Contrairement au désir de l'ordinaire, Félix Vialart, qui aurait voulu y placer des prêtres de la Mission, Sainte-Geneviève fut assez heureuse pour faire prendre possession du monastère, le 25 avril 1645, par le prieur de Chatrices.

(Même ms. H. 215, p.p. 502 et suiv., Gall., tom. IX, col. 947, 952.)

(2) Cette abbaye remontait au XIIe siècle, et occupait un des plus beaux sites de la ville près la porte Saint-Jacques. Aussi, à l'époque qui nous occupe, lorsque, n'ayant plus de canonique que le nom, elle demandait de saints réformateurs, attirait-elle les regards de plusieurs ordres. Ce furent d'abord les chanoines de Lorraine qui cherchaient à s'établir en France; puis les religieux de Saint-Antoine; enfin les Prémontrés qui désiraient avoir une abbaye dans la ville épiscopale. On fit comprendre aux premiers qu'ils devaient avoir des égards pour la Congrégation de France; on signifia aux seconds l'ordonnance cardinalice du mois de janvier 1639; on se débarrassa des troisièmes en signant le contrat d'établissement (1645). (Même ms., p.p. 511 et suiv.; Gall., tom. XII, col. 580, 582.)

(3) Presque sur les bords de la Seine, dans le diocèse d'Autun, au sein d'une « solitude affreuse», cette abbaye devait son origine (1106) à la générosité de deux époux dont le nom nous a été conservé Gaudin de Bruisme et Adelina.
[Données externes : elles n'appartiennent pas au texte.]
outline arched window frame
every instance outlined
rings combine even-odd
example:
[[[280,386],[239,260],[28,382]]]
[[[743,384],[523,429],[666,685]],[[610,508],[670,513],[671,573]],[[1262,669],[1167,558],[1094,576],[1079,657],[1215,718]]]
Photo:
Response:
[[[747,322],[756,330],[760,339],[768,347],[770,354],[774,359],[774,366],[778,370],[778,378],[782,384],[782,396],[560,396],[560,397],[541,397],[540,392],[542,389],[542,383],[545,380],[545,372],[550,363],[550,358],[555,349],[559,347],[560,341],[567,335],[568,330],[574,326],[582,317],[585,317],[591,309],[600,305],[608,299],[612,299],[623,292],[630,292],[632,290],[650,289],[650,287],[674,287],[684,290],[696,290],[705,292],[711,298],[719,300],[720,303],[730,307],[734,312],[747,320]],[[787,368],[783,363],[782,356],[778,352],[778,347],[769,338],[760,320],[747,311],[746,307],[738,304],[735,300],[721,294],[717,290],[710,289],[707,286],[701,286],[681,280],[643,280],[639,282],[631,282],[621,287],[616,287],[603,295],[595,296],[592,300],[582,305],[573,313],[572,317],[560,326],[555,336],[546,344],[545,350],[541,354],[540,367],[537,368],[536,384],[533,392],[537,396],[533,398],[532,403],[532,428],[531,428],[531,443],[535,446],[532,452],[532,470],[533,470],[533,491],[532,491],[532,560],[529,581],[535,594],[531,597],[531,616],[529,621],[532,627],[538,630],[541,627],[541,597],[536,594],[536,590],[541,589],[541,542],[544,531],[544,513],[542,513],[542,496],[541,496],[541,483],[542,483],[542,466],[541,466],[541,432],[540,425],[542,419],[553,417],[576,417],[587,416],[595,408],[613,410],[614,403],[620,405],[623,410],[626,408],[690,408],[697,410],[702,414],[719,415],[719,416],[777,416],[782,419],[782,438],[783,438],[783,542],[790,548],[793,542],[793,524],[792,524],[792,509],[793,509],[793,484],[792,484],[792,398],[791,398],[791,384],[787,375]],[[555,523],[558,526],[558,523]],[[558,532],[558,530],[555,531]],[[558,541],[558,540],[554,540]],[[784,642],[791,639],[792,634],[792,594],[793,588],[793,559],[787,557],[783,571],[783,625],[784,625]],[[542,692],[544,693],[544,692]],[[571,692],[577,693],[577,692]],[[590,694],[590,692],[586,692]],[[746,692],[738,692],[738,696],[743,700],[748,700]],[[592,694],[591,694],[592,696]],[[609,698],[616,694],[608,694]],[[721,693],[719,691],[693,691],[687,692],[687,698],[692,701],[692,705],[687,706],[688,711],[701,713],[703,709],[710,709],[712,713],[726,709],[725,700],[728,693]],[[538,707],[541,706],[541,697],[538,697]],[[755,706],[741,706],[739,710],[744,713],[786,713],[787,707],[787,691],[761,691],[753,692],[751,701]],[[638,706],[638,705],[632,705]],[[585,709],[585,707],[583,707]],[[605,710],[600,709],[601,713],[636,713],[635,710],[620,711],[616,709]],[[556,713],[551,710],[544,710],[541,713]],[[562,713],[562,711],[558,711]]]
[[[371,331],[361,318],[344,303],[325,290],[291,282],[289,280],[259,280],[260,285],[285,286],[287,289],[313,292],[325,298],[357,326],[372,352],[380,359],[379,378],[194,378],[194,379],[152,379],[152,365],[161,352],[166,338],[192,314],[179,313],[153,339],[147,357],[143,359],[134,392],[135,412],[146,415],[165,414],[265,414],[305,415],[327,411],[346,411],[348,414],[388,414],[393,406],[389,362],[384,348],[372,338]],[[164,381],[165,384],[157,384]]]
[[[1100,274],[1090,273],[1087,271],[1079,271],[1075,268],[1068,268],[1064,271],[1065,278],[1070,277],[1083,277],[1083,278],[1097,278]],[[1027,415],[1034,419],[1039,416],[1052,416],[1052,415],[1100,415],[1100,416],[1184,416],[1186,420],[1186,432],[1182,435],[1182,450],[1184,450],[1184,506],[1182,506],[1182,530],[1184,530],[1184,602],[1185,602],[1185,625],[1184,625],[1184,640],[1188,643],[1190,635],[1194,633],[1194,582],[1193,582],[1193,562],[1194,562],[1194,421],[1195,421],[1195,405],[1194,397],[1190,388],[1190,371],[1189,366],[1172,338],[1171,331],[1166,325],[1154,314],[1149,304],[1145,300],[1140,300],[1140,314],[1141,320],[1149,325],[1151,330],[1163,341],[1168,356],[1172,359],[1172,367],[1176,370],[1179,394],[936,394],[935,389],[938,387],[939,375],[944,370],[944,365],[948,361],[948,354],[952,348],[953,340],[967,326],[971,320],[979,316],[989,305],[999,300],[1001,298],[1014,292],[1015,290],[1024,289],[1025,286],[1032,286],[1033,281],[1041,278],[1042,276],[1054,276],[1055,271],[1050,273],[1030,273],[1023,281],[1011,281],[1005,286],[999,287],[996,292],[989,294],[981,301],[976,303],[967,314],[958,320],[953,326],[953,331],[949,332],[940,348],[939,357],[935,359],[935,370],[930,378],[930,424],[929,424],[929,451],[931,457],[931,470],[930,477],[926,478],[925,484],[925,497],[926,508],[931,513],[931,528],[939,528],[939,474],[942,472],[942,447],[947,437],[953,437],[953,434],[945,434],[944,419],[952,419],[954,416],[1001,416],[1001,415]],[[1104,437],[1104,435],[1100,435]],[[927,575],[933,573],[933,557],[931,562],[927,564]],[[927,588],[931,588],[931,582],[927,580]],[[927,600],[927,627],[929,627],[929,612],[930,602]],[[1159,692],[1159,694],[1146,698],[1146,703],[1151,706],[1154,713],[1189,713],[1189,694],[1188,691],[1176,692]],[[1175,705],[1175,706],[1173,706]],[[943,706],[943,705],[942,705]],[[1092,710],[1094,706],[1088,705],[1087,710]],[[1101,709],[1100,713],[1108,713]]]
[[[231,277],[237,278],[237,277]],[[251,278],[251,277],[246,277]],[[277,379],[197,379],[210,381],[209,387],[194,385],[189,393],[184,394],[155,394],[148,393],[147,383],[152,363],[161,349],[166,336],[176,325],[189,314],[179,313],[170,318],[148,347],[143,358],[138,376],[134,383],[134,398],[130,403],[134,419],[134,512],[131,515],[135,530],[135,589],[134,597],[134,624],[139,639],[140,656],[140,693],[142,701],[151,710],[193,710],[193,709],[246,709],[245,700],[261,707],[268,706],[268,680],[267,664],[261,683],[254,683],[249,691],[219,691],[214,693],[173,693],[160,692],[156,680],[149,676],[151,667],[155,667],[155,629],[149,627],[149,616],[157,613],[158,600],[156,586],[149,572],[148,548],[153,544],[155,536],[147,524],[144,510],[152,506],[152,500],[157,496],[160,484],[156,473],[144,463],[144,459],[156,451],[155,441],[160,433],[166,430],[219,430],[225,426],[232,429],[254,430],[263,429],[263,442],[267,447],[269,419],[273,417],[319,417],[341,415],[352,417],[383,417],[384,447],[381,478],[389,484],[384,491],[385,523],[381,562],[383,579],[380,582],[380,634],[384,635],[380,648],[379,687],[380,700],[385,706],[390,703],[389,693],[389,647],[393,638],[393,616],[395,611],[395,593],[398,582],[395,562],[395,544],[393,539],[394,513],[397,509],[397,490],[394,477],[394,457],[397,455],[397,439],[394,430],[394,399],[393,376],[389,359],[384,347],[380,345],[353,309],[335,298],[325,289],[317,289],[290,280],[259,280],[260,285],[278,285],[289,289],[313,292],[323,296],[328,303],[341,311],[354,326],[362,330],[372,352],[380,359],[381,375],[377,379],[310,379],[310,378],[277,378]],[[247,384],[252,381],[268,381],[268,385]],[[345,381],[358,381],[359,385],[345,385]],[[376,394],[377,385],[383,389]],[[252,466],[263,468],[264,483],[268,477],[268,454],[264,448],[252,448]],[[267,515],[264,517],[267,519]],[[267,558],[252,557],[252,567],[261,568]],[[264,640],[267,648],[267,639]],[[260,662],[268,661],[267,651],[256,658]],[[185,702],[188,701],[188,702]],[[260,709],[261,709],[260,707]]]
Le ministre Bouthilier de Chavigny, qui avait obtenu Notre-Dame d'Oigny pour son fils, partageait certaines préventions de la cour à l'endroit de la congrégation. On songeait donc aux Pères de la Mission. Dans cette circonstance, le supérieur général crut devoir s'adresser à M. Vincent lui-même « pour le faire souvenir de la parole qu'il....... avait donnée, lorsqu'on lui abandonna Saint-Lazare, de n'entreprendre jamais sur aucune de nos maisons; ce bon Père se montra si fidèle à la garder, que non seulement il lui déclara qu'il ne voulait rien prétendre sur cette maison, mais il offrit son service auprès de M. de Chavigny pour y moyenner notre établissement, ce qu'il fit par après de la belle manière ».